Before 1986, when the Duvalier dictatorship ended, drugs were not a problem, says Alexis. Cocaine use had been confined to the oligarchy. But after the dictatorship, planes began to fly over and drugs were thrown down. "Some think it was the CIA," says Alexis conspiratorially. Once the population got to know what drugs were, the planes landed and an "invisible hand" put them on ships which took them to the US. The ships came back with weapons.
Today, 21 per cent of Colombian cocaine for the US and Canada comes through Haiti, says Alexis. In a reference to fleeing Haitian boat people he adds: "People get sent back but not drugs."
René Préval, prime minister under Aristide and later his successor, had an accord with Washington to control the airspace against drugs, but Haiti did not have the equipment to do it. This did not prevent Haiti being accused of dealing in the trade, though the US had the planes to stop it, says Alexis. Préval is a candidate next month, but Alexis offers no prediction of the result.

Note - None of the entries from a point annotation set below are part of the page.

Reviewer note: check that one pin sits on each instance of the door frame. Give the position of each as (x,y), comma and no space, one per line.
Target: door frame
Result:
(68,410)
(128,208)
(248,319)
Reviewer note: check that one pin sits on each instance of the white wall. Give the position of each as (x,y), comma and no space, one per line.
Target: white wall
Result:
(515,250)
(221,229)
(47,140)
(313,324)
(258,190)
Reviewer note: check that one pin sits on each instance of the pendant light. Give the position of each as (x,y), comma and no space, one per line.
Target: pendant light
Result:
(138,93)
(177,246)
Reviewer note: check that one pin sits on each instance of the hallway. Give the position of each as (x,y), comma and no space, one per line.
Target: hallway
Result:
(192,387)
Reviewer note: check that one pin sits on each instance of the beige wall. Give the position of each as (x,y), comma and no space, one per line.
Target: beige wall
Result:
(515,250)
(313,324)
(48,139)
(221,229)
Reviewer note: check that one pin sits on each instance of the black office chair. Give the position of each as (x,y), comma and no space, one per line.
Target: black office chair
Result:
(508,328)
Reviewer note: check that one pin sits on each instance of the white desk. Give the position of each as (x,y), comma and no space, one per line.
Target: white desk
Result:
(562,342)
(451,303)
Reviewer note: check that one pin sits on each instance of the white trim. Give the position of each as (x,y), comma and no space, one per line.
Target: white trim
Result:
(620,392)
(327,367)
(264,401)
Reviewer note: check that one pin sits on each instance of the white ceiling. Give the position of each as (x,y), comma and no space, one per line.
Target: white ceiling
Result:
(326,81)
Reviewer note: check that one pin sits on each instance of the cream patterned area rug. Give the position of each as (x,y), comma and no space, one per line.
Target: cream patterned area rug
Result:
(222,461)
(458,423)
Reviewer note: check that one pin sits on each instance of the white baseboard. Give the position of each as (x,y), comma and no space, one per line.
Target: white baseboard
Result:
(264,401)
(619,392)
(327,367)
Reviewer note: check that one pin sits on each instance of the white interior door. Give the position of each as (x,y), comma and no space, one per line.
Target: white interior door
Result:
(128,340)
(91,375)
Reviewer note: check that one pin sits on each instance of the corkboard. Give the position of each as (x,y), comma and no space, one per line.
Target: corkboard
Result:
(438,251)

Many others doubt it but Alexis says the elections may well be free and fair, though so far only two of the five million eligible to vote have been given registration cards. "But", he says, "it will make no difference" to a society now armed to the teeth.
Last week Condoleezza Rice visited Haiti and told the unelected interim government many see as illegal to insure that the elections are fair. Alexis doesn't believe her sincerity. He says: "If the elections are not fair it will be her friends who will win.